Para falar a verdade, o único modo de os amores humanos não descambarem para a idolatria é estando constantemente permeados pelo sobrenatural; a única forma de ordenarmos nossos afetos da forma devida é colocando-os sempre diante da Cruz de Cristo; a única maneira de amarmos retamente as pessoas neste mundo é procurando amar a Deus de todo o coração, com toda a nossa alma e com todo o nosso entendimento (cf. Dt 6, 5; Lc 10, 27).  

Do contrário, assim como com qualquer coisa deste mundo, ficaremos sempre insatisfeitos e “saturados” de algum modo, porque nossa alma foi criada para um outro tipo de amizade, a amizade com Deus, fora da qual todas as nossas amizades não passam de “parcerias”, “coleguismos”, destinadas ao mesmo fim das coisas materiais: o túmulo. É por isso que Santa Catarina de Sena aconselhava: “Se quiserdes que uma amizade dure, se quiserdes beber por muito tempo neste copo, deixai que ele se encha sempre na fonte de água viva; de outro modo, não podereis mais saciar vossa sede” [7]. 

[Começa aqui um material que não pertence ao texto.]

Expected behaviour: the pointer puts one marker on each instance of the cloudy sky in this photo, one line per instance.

Aqui mora o cuidado, também, de não deixarmos as boas amizades que temos se perderem por falta de referência a Cristo, nosso Amigo primeiro e fundamental, com “a” maiúsculo. Assim como na vida de perfeição, não basta que deixemos de lado as más companhias, que nos levam para o pecado; é preciso que transformemos o convívio com nossos amigos de fé em um desejo comum cada vez mais intenso pelas coisas celestes, em uma doação mútua cada vez mais generosa de bens espirituais… E isso exige esforço, luta constante e sabe-se lá quantas “doses” (tantas vezes dolorosas) de correção fraterna!

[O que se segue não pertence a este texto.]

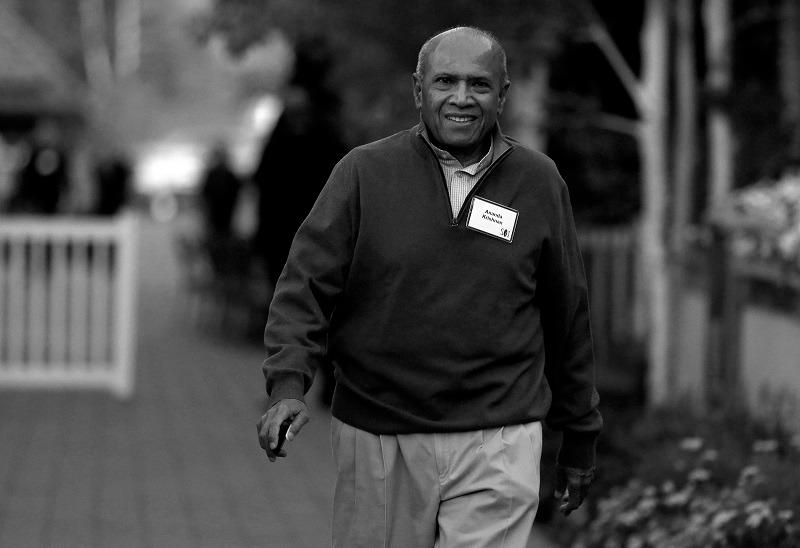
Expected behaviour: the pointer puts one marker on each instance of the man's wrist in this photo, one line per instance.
(577, 450)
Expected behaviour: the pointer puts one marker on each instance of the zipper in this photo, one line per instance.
(474, 190)
(455, 221)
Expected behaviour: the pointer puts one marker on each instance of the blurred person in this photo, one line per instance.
(43, 177)
(112, 179)
(439, 272)
(294, 164)
(219, 192)
(287, 181)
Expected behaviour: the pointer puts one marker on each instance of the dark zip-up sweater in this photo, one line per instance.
(432, 326)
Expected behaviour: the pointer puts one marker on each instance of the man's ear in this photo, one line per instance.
(417, 82)
(503, 94)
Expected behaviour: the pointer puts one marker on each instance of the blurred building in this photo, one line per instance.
(35, 86)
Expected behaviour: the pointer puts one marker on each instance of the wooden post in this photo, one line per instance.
(727, 295)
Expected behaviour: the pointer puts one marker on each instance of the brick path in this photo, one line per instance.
(176, 466)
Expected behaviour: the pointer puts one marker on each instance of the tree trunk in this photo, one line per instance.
(718, 83)
(790, 73)
(684, 148)
(96, 54)
(127, 37)
(528, 102)
(653, 144)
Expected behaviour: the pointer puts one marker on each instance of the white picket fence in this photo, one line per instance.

O importante é não nos esquecermos da miséria de nossa condição e da meta para a qual caminhamos. Estamos numa peregrinação difícil, é verdade, a montanha íngreme que queremos subir tantas vezes se agiganta à nossa frente e parece impossível subir… Mas, se temos bons companheiros para nos ajudar nessa jornada, que nos encorajam a seguir adiante, que não nos deixam desanimar quando tudo já parece estar perdido, que não nos deixam voltar atrás quando teimamos em confiar menos na graça que em nossas próprias debilidades, então temos o próprio Deus, visível, encarnado, caminhando conosco

Pois também Ele não desiste de nós; o que Ele mais quer é a nossa salvação eterna; e é Ele quem, em sua providência, nos presenteia com boas amizades:

Do ponto de vista de Deus, [...] nunca é por acaso que duas almas imortais se encontram, quer se encontrem ambas em estado de graça, quer só uma tenha a vida divina e possa por sua orações, sua atitude e seu exemplo levar a outra a retomar o caminho reto da eternidade. Não foi por acaso que José foi vendido por seus irmãos aos mercadores ismaelitas; Deus tinha decidido desde toda a eternidade que eles passariam ali a tal hora, nem mais cedo, nem mais tarde. Não foi por acaso que Jesus encontrou Madalena, ou Zaqueu, ou que o centurião romano se encontrava no Calvário [8].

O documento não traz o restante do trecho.